To find the ‘closest’ N places, we calculate the distance for each result, sort by distance and chop N results from the top. Side question: does OSM APIs provide any sorting options by distance? The ‘qt’ sort does not provide sufficiently granular distance sorting. Have not yet checked the performance impact of removing the option as it does not provide with any benefit for our more precise needs.
If you go this far, thanks for reading my rather long post! Any advice would be most helpful.
Also you can convert pois to centroids using osmconvert & filter for a wide range of POIs with osmfilter. Such a data set will probably give you what you want & can be used to populate a Nominatim style database (although you still need Geocoding to find the point around which you want to retrieve data). I pulled out all the world’s retail establishments a few years ago doing this & it worked very well for my analysis: this was around 10 million POIs at the time.
Hmmm… centroids… hmmm, that may be an option down the pike a bit as it sounds like a pretty serious investment.
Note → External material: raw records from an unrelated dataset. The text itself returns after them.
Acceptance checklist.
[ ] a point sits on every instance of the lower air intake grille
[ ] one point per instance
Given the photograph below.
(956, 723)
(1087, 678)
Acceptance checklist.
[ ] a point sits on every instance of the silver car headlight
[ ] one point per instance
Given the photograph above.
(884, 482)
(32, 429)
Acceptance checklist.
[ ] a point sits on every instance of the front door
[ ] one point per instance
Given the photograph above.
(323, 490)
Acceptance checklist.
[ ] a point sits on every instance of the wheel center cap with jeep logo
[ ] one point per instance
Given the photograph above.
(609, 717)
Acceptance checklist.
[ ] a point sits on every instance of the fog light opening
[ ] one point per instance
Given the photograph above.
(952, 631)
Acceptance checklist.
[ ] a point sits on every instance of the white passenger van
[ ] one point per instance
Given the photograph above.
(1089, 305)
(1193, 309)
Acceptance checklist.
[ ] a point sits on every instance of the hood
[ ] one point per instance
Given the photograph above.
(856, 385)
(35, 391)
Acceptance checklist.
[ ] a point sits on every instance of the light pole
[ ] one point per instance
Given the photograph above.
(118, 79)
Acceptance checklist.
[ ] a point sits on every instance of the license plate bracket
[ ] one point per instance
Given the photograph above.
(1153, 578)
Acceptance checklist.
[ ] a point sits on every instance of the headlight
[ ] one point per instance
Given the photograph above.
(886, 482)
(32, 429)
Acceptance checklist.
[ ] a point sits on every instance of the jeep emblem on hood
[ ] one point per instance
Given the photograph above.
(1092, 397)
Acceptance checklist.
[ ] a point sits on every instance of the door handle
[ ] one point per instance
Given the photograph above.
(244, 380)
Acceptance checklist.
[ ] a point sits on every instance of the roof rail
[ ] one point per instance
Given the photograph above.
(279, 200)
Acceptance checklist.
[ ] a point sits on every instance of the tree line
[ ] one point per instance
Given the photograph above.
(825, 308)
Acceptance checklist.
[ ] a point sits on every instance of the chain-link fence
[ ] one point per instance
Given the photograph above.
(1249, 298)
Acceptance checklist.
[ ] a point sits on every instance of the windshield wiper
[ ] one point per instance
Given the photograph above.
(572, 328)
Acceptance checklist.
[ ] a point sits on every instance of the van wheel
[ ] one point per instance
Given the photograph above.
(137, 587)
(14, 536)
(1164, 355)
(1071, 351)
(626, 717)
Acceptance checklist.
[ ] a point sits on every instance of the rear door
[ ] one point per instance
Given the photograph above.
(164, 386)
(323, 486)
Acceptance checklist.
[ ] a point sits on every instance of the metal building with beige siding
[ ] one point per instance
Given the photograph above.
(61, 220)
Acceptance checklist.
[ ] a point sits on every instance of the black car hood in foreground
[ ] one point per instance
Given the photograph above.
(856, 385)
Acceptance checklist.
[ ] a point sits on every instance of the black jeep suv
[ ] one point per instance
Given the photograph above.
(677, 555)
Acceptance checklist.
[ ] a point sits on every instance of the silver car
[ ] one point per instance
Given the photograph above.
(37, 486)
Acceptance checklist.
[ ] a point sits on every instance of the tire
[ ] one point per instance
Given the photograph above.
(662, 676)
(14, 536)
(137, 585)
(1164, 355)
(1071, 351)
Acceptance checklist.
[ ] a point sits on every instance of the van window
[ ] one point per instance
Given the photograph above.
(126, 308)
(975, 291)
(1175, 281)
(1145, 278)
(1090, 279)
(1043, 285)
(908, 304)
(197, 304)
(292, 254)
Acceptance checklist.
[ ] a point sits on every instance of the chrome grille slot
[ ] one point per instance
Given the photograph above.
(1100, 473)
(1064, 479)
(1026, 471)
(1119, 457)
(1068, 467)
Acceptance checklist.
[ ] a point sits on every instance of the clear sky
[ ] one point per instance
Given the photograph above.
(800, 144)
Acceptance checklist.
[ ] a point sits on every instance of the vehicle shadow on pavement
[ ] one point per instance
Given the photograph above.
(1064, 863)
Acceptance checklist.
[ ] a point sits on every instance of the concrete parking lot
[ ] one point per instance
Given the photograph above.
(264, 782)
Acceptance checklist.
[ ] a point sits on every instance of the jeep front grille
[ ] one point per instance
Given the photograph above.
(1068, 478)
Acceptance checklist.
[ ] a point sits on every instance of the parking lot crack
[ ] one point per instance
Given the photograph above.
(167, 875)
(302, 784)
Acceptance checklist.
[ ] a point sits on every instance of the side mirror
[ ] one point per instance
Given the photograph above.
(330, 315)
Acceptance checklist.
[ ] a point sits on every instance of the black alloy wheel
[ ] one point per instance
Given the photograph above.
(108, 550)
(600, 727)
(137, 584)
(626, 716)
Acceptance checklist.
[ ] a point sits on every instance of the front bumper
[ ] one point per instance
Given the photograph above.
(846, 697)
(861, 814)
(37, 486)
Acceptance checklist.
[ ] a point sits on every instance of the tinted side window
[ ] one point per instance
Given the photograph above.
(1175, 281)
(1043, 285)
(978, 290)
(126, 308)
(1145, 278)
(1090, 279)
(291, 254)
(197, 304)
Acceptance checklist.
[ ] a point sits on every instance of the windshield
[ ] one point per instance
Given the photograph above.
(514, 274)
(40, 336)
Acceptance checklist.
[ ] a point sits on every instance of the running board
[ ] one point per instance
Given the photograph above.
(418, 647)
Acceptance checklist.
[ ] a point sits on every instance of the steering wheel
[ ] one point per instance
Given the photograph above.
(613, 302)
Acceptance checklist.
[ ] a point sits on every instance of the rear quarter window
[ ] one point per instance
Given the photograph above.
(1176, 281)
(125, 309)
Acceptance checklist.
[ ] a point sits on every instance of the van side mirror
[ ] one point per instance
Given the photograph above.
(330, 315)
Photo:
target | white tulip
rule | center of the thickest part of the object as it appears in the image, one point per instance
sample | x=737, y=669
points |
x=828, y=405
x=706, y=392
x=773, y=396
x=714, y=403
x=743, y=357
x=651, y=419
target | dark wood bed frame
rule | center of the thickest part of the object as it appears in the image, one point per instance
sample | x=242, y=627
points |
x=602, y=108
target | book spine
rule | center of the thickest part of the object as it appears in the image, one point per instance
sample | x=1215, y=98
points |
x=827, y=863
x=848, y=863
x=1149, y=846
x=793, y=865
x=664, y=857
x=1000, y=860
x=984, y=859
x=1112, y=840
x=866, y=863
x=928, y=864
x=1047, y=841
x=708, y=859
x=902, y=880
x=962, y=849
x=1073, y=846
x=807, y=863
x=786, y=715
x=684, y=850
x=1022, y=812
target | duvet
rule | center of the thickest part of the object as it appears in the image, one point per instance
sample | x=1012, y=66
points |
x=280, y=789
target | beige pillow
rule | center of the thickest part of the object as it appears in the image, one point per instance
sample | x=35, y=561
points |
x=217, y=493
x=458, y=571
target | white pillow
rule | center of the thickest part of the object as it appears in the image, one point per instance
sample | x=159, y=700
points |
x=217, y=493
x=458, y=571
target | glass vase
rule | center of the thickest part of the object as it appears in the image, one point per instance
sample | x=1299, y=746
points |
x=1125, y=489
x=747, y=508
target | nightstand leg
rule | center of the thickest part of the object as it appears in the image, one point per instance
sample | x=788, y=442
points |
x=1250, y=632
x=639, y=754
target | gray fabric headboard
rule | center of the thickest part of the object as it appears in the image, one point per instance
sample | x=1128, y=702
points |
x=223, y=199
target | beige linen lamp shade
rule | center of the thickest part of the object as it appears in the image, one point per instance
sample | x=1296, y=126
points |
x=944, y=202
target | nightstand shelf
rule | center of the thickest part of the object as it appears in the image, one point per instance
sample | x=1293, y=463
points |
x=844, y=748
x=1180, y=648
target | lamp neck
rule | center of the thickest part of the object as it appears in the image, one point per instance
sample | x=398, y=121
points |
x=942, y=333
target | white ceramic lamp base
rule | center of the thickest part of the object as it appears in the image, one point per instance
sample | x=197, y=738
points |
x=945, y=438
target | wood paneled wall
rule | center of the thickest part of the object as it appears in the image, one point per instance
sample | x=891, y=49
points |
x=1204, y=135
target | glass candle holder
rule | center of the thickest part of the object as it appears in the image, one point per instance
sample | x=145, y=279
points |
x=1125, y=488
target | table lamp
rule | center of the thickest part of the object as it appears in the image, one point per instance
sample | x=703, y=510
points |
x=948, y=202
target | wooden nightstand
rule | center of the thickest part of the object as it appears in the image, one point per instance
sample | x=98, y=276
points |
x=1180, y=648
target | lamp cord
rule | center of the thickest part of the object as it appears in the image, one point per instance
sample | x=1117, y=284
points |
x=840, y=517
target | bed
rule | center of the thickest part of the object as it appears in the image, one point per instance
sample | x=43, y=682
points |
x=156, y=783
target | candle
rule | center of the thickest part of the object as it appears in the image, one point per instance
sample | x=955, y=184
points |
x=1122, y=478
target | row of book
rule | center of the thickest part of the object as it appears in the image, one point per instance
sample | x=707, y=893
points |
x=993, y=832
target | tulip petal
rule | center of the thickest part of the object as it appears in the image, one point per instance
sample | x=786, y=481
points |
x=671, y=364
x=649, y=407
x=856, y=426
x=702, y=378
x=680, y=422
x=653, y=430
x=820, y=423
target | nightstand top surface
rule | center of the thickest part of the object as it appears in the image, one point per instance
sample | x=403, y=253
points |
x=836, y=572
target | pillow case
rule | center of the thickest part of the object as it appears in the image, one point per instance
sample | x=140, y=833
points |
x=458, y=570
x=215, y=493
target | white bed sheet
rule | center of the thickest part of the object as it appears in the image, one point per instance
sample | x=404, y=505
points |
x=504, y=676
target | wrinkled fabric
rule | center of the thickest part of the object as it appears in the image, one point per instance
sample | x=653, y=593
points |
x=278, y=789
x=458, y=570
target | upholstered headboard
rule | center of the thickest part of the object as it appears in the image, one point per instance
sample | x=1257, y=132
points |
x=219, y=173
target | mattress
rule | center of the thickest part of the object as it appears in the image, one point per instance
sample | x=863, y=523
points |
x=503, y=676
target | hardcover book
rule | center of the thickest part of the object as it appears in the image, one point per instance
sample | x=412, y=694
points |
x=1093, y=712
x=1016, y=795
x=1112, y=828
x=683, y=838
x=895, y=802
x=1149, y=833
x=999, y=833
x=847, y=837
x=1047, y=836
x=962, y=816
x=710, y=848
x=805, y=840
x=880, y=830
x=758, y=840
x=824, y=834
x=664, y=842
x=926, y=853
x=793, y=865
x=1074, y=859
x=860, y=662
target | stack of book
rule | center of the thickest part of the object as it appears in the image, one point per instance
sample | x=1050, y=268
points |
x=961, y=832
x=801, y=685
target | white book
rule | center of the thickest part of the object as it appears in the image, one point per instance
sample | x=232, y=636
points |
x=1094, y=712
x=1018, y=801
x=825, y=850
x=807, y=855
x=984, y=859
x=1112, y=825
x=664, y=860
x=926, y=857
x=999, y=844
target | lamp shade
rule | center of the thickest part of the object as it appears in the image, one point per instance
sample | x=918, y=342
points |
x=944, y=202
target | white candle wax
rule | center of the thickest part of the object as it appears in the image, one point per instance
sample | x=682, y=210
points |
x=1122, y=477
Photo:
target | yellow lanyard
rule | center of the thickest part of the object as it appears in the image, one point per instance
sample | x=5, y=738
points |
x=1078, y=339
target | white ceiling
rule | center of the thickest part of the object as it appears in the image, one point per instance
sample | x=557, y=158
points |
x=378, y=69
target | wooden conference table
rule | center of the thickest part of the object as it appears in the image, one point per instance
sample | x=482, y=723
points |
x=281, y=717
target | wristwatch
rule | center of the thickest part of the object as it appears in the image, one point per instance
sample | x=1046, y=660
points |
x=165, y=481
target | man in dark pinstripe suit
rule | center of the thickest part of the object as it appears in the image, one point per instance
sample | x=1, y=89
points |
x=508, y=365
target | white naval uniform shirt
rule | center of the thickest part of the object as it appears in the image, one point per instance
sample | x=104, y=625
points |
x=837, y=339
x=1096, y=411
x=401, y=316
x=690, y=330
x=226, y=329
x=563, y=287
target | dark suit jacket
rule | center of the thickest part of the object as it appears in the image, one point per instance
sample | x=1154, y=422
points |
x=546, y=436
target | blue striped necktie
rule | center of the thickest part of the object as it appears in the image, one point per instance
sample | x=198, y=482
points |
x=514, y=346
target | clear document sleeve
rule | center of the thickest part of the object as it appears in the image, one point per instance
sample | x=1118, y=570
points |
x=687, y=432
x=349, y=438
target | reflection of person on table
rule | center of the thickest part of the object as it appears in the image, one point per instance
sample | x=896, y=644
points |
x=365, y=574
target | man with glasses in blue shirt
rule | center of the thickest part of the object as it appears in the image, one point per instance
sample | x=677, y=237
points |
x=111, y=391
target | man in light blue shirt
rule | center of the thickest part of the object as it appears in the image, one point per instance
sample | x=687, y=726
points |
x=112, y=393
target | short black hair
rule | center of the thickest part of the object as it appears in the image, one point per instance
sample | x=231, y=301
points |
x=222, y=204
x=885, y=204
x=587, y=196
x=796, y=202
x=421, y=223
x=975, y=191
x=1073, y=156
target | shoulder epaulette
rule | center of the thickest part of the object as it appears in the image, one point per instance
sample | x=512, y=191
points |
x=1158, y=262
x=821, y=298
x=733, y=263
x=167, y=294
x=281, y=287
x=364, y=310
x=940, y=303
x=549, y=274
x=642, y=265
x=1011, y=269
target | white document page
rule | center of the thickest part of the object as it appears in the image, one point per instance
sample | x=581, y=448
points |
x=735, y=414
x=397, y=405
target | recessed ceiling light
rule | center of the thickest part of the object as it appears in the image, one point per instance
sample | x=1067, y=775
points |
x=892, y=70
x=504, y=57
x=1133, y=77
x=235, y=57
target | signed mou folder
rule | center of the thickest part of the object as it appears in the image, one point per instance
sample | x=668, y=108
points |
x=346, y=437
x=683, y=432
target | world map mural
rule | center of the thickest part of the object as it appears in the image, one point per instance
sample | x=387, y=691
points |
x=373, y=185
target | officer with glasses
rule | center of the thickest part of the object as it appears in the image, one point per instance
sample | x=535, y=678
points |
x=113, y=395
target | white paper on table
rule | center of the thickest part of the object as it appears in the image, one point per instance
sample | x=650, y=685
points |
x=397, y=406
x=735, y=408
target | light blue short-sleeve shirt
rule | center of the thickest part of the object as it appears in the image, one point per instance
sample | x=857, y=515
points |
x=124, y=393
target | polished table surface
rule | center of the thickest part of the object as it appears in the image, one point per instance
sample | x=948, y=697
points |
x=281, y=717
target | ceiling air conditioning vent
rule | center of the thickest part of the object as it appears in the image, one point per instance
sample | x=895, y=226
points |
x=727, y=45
But curious, what kind of performance gains did you see with precalculating POIs with similar requirements?
Too much noise in the channel to provide any discreet performance numbers between ‘around’ and ‘bbox’ alternatives. I assume bbox is faster and less load bearing based on earlier comments, but have not been able to get clean measurements yet to prove it. It’s not markedly faster though.
I have minutely updates going, but may back off to an afterhours daily to take a load off the server. Response time variance is pretty high, wildly swinging from 5s to 60s. It appears there is some sort of server caching in play as a repeat request does run faster. Now if only I could prime the infinitely large cache with searches from various key parts of the planet, I might feel a bit better about application response time.
Thanks for providing some alternatives and additional context. Just barely under the curtain at this point.